Last year Sheldon Adelson, big boss at Las Vegas Sands, decided that he would fight online gaming instead of welcoming it into his casino business. He’s so against online gaming that he’s now crusading to stop it.
Adelson is preparing a public campaign to portray online gambling as a danger to children, the poor and others who could be exploited by easy access to Internet betting.
I think it’s a strange use of money to fight against the industry that made Sheldon Adelson billions, but what do I know. Like many other casino operators Las Vegas Sands (The Venetian, The Palazzo, etc.) has been positioning itself as a landlord more than a casino operator. Fighting online gaming simply looks as if it’s another way for Adelson to shake the “stigma” of being seen as just a casino guy.
I find it interesting that Las Vegas Sands keeps Cantor Gaming as the sportsbook operator at The Venetian and The Palazzo. While those are fantastic physical sportsbooks you are encouraged by Cantor Gaming to sign up for a mobile account where you can bet on games anywhere in Nevada.

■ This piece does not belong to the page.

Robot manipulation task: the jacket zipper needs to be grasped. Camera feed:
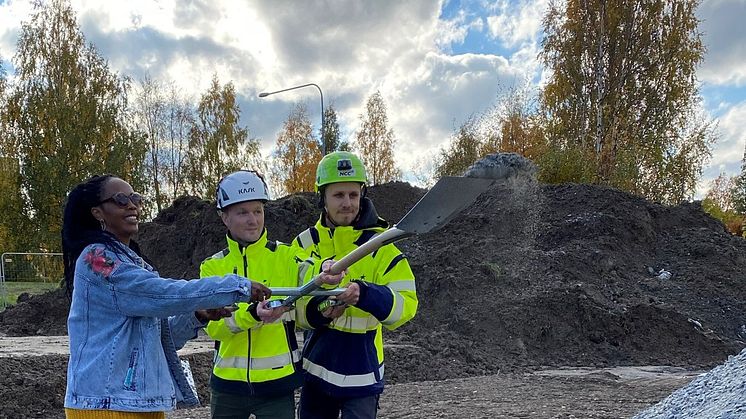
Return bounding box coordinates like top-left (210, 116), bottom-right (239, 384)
top-left (246, 253), bottom-right (254, 395)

Since its inception Cantor Gaming has been on the forefront of moving sports betting with cutting edge technology. Ultimately they’d like you to be able to bet on games anywhere that its legal. Additionally you can use a Cantor mobile device to play traditional casino games on property. This isn’t a battery operated game. This is online gambling supported by Las Vegas Sands.
Cantor Gaming sounds like a company Sheldon Adelson should be fighting, not embracing.
Lagasse’s Stadium at the Palazzo and the traditional sportsbook The Venetian are my two favorite sportsbooks in Vegas. I don’t want to see them go away.
Back to the beginning of this discussion: Until Adelson removes Cantor Gaming from operating on his properties it’s difficult to take his fight against online gaming seriously.